B is also in the Roxburghe collection, III, 10.
B a is printed in Ritson's Robin Hood, 1795, II, 128. Evans, Old Ballads, 1777, 1784, I, 196 follows the Aldermary garland.
A. Little John, meaning to go a begging, induces an old mendicant to change clothes with him and to give him some hints how to conduct himself. Thus prepared he attempts to attach himself to three palmers, who, however, do not covet his company. One of the palmers gives John a whack on the head. We may conjecture, from the course of the story in B, that John serves them all accordingly, and takes from them so much money that, if he had kept on in this way, he might, as he says, have bought churches.

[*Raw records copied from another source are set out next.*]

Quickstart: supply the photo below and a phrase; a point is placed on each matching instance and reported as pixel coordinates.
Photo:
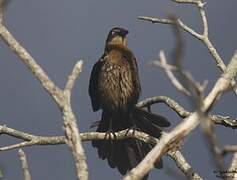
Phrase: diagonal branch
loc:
(62, 99)
(31, 140)
(202, 37)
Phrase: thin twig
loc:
(232, 171)
(25, 167)
(62, 99)
(185, 127)
(202, 37)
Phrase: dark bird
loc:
(115, 88)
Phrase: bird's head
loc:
(117, 35)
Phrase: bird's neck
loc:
(118, 40)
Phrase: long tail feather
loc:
(126, 154)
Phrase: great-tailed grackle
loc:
(115, 88)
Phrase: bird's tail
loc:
(126, 154)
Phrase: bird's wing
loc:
(93, 86)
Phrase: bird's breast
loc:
(115, 86)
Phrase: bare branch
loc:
(203, 37)
(232, 171)
(73, 76)
(229, 148)
(62, 99)
(183, 165)
(24, 163)
(168, 21)
(1, 11)
(185, 127)
(50, 87)
(171, 76)
(217, 119)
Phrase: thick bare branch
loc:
(24, 164)
(183, 113)
(39, 73)
(183, 165)
(168, 21)
(203, 37)
(62, 99)
(31, 140)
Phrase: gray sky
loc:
(57, 33)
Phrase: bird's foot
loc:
(110, 135)
(133, 129)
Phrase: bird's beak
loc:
(124, 32)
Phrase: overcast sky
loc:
(58, 33)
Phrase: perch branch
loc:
(232, 171)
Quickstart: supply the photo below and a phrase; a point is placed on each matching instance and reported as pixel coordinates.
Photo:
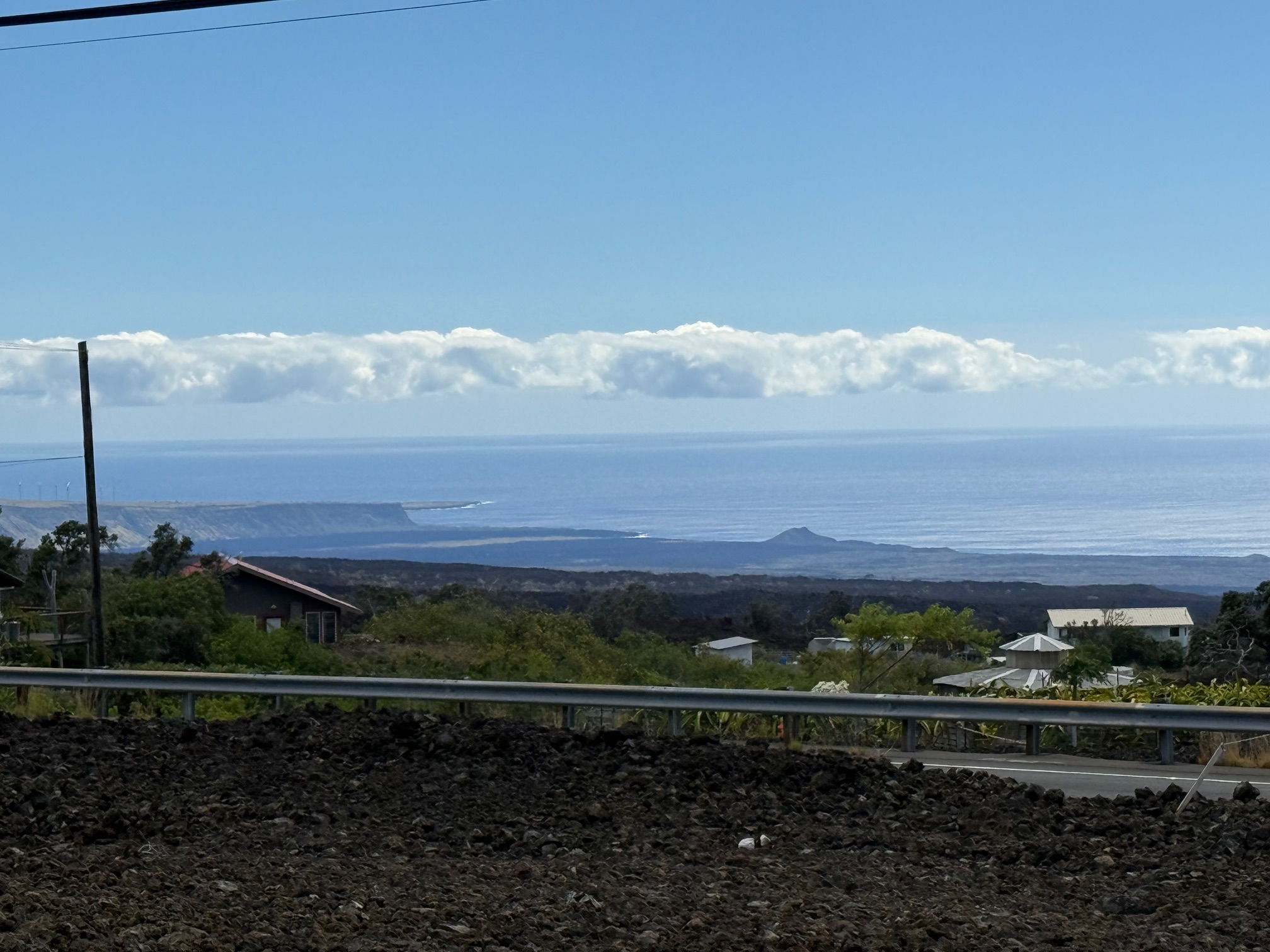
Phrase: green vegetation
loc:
(1122, 644)
(1237, 643)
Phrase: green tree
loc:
(168, 620)
(164, 553)
(11, 553)
(59, 564)
(874, 631)
(637, 607)
(1086, 664)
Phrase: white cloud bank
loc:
(694, 361)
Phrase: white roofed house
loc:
(737, 648)
(1030, 663)
(1171, 625)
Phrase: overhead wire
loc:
(18, 346)
(244, 26)
(97, 13)
(40, 460)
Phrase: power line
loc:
(6, 346)
(243, 26)
(40, 460)
(96, 13)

The beginning of A is very like that of Robin Hood rescuing Three Squires, A; but the disguise is for a different object. We are reminded again of Hind Horn, and particularly of versions C, G, H, in which the beggar, after change of clothes, is asked for instructions.
B. John is deputed by Robin to go a begging, and asks to be provided with staff, coat, and bags. He joins four sham beggars, one of whom takes him a knock on the crown. John makes the dumb to speak and the halt to run, and bangs them against the wall, then gets from one's cloak three hundred pound, and from another's bag three hundred and three, which he thinks is doing well enough to warrant his return to Sherwood.
B is translated by Anastasius Grün, p. 155.